Wyrokiem z dnia 30 września 2020 r. Sąd Rejonowy:

1)  zasądził od pozwanej na rzecz powoda kwotę 1.774,51 zł (jeden tysiąc siedemset siedemdziesiąt cztery złote 51/100) z umownymi odsetkami w wysokości maksymalnych odsetek za opóźnienie od dnia 28 października 2019 r. do dnia zapłaty;

2)  oddalił powództwo w pozostałej części;

3)  koszty procesu rozdzielił stosunkowo i na tej podstawie zasądził od powoda na rzecz pozwanej kwotę 994,84 zł (dziewięćset dziewięćdziesiąt cztery złote 84/100) z tytułu kosztów zastępstwa procesowego.

Podstawą powyższego rozstrzygnięcia były następujące ustalenia faktyczne Sądu Rejonowego:

W dniu 3 kwietnia 2018 r. w W. została zawarta umowa pożyczki (...) pomiędzy (...) Spółka z o.o. z siedzibą w G. i M. H.. W umowie tej określono, że kwota pożyczki wynosiła 5.000 zł, prowizja 5.000 zł, a łączną suma odsetek 1.623,58 zł. W konsekwencji całkowita kwota do zapłaty została określona na kwotę 1.1623,58 zł, a RRSO na 89,54 %. Termin spłaty pożyczki określono na 05 kwietnia 2021 r.

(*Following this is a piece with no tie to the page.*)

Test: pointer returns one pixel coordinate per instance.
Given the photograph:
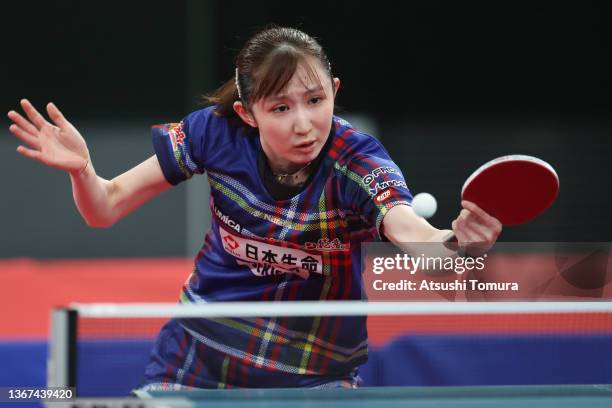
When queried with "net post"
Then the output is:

Pożyczka miała być spłacona w 36 ratach: pierwsze 35 rat w wysokości po 323 zł miesięcznie i ostatnia rata w wysokości 318,58. Kwota pożyczki została wpłacona pozwanej, która spłacała ją nieregularnie. M. H. łącznie wpłaciła kwotę 3.225,49 zł.

W dniu 9 maja 2019 r. odebrała korespondencję od pożyczkodawcy.

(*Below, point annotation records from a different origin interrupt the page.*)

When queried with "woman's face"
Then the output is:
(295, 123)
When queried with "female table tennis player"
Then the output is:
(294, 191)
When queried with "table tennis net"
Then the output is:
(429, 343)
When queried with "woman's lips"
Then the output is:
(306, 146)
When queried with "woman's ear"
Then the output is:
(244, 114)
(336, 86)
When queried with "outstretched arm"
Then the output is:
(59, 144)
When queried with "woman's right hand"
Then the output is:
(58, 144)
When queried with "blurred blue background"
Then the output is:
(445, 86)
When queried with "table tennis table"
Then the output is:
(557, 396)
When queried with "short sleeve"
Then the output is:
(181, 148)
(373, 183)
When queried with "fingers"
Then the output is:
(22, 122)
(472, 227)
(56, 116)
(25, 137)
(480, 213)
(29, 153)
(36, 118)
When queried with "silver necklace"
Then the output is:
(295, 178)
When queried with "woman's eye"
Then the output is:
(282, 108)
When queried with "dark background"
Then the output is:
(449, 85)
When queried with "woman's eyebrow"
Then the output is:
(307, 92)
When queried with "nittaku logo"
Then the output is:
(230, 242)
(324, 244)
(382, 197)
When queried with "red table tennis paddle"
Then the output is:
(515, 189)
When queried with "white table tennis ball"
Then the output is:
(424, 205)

W dniu 26 listopada 2014 r. pomiędzy (...) Spółką z ograniczoną odpowiedzialnością i(...)Funduszem Inwestycyjnym Zamkniętym Niestandaryzowanym Fundusz Sekurytyzacyjny z siedzibą w G. została zawarta umowa sprzedaży wierzytelności przyszłych w ramach procesu sekurytyzacji, w tym wierzytelności wobec M. H. z umowy nr (...).

Przy powyższych ustaleniach faktycznych Sąd Rejonowy zważył, co następuje:

Strona powodowa dochodziła roszczenia od pozwanego na podstawie art. 509 k.c., powołując się na cesję wierzytelności i wskazując, że wierzyciel pierwotny dokonał przelewu przysługującej mu od pozwanego wierzytelności na rzecz powoda.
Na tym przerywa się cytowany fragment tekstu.